Прошла неделя. Илья написал Анжелике письмо, полное любви, нетерпения и фанатичной решимости, однако в конце он просил передвинуть все планы еще на неделю. «Я все равно приеду, я приеду, несмотря ни на что!!» – повторял он вновь и вновь, но, чем больше восклицательных знаков он ставил, чем исступленней и безумней становилась его клятва, тем явственней звучала в ней мелодия отчаяния. Пошла вторая неделя с тех пор, как он подал новую характеристику. Его покровительница откровенно избегала встреч… Он проклинал себя за бездеятельность, за мягкотелость, а по ночам придумывал сцены – одну мучительнее другой. Он стоит у самой пунктирной линии на асфальте, она – у такой же, на расстоянии двадцати метров. Его держат пограничники, он что-то кричит ей, потом вырывается и бежит через нейтральную полосу, она – навстречу… Он обнимает ее посредине… Пограничники беспомощно разводят руками…
Хуже всего было в субботу и воскресенье, когда ОВИР не работал, и, казалось, можно было вздохнуть от беспрерывного ожидания. Он абсолютно ничем не занимался, не играл даже в волейбол, только лежал и слушал Перголези и «Американские квартеты» Дворжака. В университете состоялось открытие Энергетического Конгресса, и залы, холлы, фойе были забиты иностранцами с табличками на груди.
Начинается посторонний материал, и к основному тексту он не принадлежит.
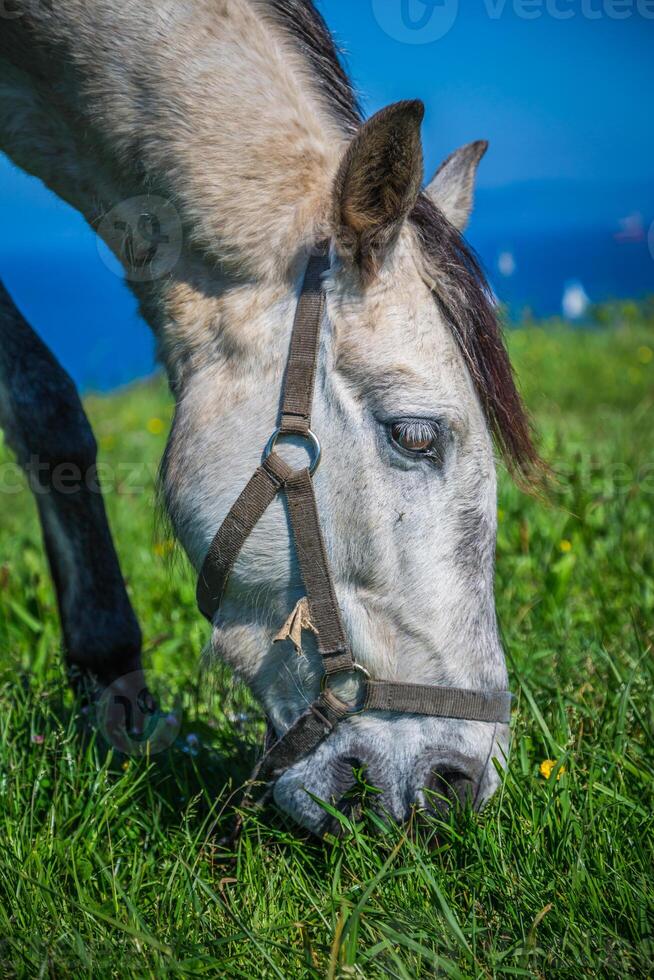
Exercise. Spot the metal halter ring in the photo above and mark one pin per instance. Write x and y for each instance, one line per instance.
(313, 446)
(354, 669)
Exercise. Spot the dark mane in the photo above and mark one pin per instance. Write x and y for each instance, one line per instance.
(464, 295)
(460, 288)
(303, 22)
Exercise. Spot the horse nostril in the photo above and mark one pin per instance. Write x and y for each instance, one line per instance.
(449, 788)
(344, 771)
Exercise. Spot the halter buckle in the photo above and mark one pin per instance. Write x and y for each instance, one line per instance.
(353, 669)
(310, 438)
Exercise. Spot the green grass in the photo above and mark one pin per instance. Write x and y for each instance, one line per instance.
(108, 869)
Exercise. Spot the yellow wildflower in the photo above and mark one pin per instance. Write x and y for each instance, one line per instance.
(547, 766)
(155, 426)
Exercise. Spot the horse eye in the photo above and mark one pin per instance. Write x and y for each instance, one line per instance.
(419, 437)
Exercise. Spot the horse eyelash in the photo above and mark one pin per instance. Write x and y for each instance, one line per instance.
(422, 429)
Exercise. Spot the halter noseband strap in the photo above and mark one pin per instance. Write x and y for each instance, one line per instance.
(275, 476)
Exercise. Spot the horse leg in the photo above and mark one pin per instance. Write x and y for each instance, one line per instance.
(47, 429)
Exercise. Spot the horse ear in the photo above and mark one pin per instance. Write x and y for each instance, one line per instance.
(377, 185)
(453, 186)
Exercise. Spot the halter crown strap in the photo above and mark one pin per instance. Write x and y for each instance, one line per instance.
(273, 476)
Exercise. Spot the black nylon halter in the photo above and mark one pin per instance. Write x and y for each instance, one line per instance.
(275, 476)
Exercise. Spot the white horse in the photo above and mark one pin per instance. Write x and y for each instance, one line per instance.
(212, 143)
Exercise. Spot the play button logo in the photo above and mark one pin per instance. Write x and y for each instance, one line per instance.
(416, 21)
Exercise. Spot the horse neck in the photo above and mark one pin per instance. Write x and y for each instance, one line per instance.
(175, 104)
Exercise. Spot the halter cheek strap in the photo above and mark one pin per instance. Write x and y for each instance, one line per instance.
(275, 476)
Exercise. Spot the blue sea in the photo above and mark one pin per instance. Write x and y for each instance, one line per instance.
(535, 241)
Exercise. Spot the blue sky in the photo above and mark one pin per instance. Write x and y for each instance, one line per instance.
(557, 98)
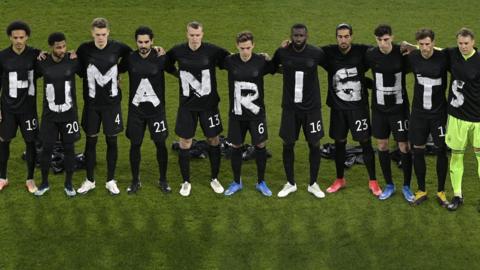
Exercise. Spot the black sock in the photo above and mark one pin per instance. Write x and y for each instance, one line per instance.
(135, 161)
(30, 157)
(288, 160)
(340, 151)
(214, 155)
(419, 166)
(314, 158)
(162, 159)
(69, 164)
(236, 160)
(369, 159)
(4, 155)
(45, 161)
(112, 155)
(261, 159)
(406, 167)
(184, 162)
(442, 167)
(91, 157)
(384, 157)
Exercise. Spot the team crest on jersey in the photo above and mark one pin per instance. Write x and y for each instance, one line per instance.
(349, 90)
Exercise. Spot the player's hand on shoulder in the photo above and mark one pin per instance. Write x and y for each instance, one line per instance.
(285, 43)
(42, 56)
(267, 57)
(160, 51)
(73, 55)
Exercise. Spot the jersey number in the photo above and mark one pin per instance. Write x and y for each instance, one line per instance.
(159, 126)
(214, 120)
(362, 124)
(402, 125)
(261, 128)
(117, 119)
(316, 127)
(31, 124)
(298, 96)
(72, 127)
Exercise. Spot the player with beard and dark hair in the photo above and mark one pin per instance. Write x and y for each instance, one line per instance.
(102, 96)
(390, 107)
(301, 104)
(146, 106)
(18, 99)
(348, 100)
(198, 100)
(59, 117)
(247, 109)
(429, 111)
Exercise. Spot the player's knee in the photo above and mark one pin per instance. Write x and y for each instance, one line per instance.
(441, 150)
(92, 140)
(68, 147)
(404, 147)
(111, 140)
(366, 143)
(185, 143)
(418, 151)
(160, 143)
(214, 141)
(314, 146)
(288, 146)
(382, 145)
(261, 145)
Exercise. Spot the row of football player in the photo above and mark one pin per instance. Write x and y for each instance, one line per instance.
(345, 62)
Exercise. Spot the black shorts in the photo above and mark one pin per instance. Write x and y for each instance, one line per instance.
(136, 124)
(357, 121)
(293, 120)
(110, 117)
(385, 123)
(421, 127)
(237, 129)
(67, 132)
(28, 123)
(186, 125)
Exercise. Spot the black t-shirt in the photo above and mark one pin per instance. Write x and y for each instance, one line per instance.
(346, 77)
(197, 76)
(430, 82)
(389, 92)
(100, 72)
(147, 83)
(59, 96)
(464, 95)
(245, 85)
(19, 83)
(301, 88)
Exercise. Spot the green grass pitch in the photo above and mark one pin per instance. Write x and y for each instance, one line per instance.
(348, 230)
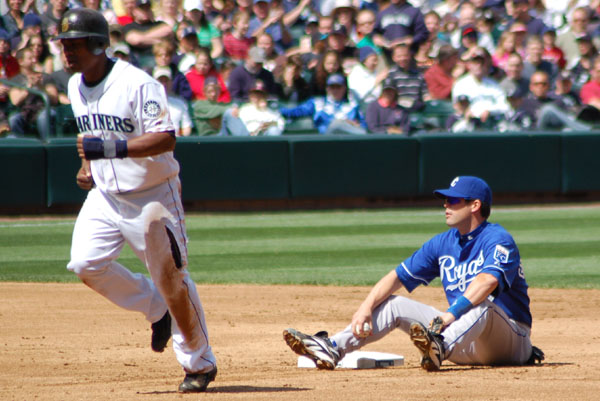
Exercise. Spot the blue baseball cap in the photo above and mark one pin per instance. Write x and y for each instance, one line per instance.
(467, 187)
(336, 79)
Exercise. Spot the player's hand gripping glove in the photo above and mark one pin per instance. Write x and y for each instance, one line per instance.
(95, 148)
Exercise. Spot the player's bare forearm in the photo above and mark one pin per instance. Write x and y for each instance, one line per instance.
(84, 176)
(379, 293)
(149, 144)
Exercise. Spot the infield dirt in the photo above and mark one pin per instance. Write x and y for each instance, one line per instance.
(65, 342)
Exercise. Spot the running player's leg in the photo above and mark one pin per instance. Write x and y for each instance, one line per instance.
(96, 243)
(394, 313)
(158, 236)
(486, 336)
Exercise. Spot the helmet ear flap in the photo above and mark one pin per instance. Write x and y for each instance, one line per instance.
(96, 45)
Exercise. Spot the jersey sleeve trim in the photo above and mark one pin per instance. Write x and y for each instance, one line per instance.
(409, 280)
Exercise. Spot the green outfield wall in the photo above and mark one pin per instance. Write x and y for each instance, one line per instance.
(42, 174)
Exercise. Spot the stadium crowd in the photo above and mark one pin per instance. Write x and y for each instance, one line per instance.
(267, 67)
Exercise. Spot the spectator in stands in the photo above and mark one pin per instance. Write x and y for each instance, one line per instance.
(409, 82)
(169, 12)
(365, 24)
(583, 64)
(178, 108)
(207, 114)
(520, 13)
(330, 63)
(243, 76)
(578, 26)
(52, 17)
(12, 21)
(334, 113)
(257, 117)
(590, 95)
(128, 10)
(565, 91)
(188, 47)
(344, 14)
(534, 61)
(487, 101)
(208, 35)
(514, 76)
(202, 69)
(164, 52)
(439, 77)
(144, 32)
(400, 21)
(294, 89)
(364, 81)
(383, 115)
(461, 120)
(552, 53)
(504, 49)
(274, 60)
(547, 109)
(271, 23)
(9, 67)
(236, 43)
(31, 116)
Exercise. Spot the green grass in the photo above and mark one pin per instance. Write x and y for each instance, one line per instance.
(560, 246)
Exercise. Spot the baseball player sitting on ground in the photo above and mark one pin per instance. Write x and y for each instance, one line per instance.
(126, 144)
(488, 321)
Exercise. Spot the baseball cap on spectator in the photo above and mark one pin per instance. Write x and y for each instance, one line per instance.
(121, 48)
(468, 29)
(210, 81)
(162, 72)
(336, 79)
(31, 19)
(343, 4)
(258, 86)
(188, 31)
(467, 187)
(339, 29)
(518, 28)
(365, 52)
(189, 5)
(257, 54)
(585, 37)
(462, 99)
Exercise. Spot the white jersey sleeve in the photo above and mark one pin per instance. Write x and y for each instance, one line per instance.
(126, 104)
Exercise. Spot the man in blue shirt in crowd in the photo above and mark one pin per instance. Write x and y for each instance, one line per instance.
(488, 321)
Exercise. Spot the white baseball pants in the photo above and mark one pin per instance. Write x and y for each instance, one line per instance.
(483, 336)
(105, 223)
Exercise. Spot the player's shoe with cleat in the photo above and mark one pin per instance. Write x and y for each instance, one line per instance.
(197, 382)
(429, 344)
(318, 347)
(161, 332)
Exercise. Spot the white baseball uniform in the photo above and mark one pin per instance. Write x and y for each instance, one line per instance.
(136, 201)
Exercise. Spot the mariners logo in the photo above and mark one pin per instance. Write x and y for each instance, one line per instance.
(501, 254)
(151, 108)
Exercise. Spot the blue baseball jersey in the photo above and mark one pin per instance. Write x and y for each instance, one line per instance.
(457, 259)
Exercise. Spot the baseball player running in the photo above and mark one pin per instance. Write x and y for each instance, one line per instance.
(488, 321)
(126, 144)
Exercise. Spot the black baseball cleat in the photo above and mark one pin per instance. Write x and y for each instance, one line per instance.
(430, 345)
(318, 347)
(161, 332)
(197, 382)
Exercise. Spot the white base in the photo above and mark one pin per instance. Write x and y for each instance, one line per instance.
(360, 360)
В другое время он завел бы новые знакомства, куда-то ходил бы, говорил по-английски…
Все разрешилось беззаботно-солнечным утром. Спустившись позавтракать, он заметил у газетного киоска встревоженные кучки студентов. «Что там стряслось?» – спросил он через головы. «Да вот, подали братской Чехословакии руку помощи, – сказал, оборачиваясь, юноша с густым белым пухом на лице, – теперь, надо полагать, душить будем». Илья просунул сквозь тела руку с двумя копейками и выхватил «Правду». «Граждане, граждане, что вы делаете!» – причитала продавщица с сильным еврейским «р».
Глава XXXIV
Илья брел с газетой в руках, натыкаясь на людей, пока не обнаружил, что сидит на скамейке у главного входа. Он поднял газету и пробежался по заголовкам: жатва была в разгаре, металлурги Запорожья выступили с новым почином, страна готовилась к началу учебного года… Он обвел взглядом площадь: на флагштоках трепались флаги сорока пяти стран – американский рядом с советским, чуть в стороне британский, провинциалы и туристы глазели на сталинское чудо, силясь припечатать себя к его фасаду, скрипели на поворотах разболтанные автобусы, родители прогуливали детишек… Ничего, ничего не изменилось! Может быть, он чего-то не понял? Наводнение… пожары… спасают детей, стариков? Опять впился в зловеще-траурные строки… Ничего не понятно… И вдруг осенило: найти Эско, послушать радио.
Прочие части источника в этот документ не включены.